Re: Male Sensibility and Experience
Posted: Sat Jul 27, 2013 3:27 pm
by Jonnie Falafel
Hi Steven,
I'm still left wondering which gender based distinctions caused by biology would constitute a male sensibility? (I mean I understand there are some biological sex based distinctions.. genitalia, reproductive capacity, facial hair, fat distribution etc.)
Re: Male Sensibility and Experience
Posted: Sun Jul 28, 2013 12:25 am
by UrPal
I've read somewhere that males are genetically more inclined to, er, cross pollination. Historically, it's certainly been less costly.
I read the article a while back so scientific theories may have shifted.
I'm Your Man would seem an obvious choice.....if it weren't for the fact that Anna Calvi, a woman, has since recorded a song called I'll Be Your Man.
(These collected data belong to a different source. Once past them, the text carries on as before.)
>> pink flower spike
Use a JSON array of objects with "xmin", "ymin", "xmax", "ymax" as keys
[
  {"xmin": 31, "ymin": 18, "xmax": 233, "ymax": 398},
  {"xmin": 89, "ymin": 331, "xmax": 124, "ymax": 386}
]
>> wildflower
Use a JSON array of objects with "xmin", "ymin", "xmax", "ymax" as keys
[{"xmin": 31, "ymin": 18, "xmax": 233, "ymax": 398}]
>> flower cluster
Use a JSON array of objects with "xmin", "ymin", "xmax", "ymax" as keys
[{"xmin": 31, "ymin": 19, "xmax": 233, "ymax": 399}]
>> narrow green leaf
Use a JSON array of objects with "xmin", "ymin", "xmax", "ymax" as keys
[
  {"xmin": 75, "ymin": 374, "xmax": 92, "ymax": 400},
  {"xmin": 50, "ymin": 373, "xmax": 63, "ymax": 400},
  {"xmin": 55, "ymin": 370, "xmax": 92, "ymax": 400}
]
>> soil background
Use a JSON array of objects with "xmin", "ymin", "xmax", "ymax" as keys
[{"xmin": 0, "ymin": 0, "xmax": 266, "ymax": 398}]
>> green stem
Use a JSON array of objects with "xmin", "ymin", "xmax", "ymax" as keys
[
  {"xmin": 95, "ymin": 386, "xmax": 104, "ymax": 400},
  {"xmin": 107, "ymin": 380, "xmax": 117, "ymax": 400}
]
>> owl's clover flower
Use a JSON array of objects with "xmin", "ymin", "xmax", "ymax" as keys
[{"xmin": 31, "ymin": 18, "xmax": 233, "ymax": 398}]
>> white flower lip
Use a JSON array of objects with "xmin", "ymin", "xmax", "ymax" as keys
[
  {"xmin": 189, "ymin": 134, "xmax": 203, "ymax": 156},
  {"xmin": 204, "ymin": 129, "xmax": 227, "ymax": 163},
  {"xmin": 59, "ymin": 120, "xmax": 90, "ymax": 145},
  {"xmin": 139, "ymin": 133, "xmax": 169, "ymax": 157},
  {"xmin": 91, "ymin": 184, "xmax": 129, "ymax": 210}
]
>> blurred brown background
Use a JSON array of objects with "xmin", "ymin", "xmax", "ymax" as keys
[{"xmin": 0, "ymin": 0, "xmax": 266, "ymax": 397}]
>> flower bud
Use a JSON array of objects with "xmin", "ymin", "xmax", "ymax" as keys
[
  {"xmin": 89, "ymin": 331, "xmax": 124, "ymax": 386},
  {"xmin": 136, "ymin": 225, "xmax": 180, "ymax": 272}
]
Dress Rehearsal Rag seems to have a masculine bent. Shaving, santa claus, suicide etc.
Re: Male Sensibility and Experience
Posted: Sun Jul 28, 2013 12:39 am
by Jonnie Falafel
I'm Your Man doesn't really illustrate what most are hinting male sensibility is since it's about weakness and vulnerability. The male is not the one holding the cards in this little power play.
Re: Male Sensibility and Experience
Posted: Sun Jul 28, 2013 2:26 am
by Steven
Hi Jonnie,
I was thinking of testosterone, especially. It's usually found in higher amounts in men and is linked to
traditional frames of male sensibility that include expressions of aggressiveness, dominance, and competitiveness.
Was also thinking of some research that points to gender-based brain diffferences that could account, in part, for what is reported to be some greater verbal ability in adult women over men. My personal guess is that culture has a larger role
than brain differences in any variance in verbal ability between the sexes. I'm no expert on any of this.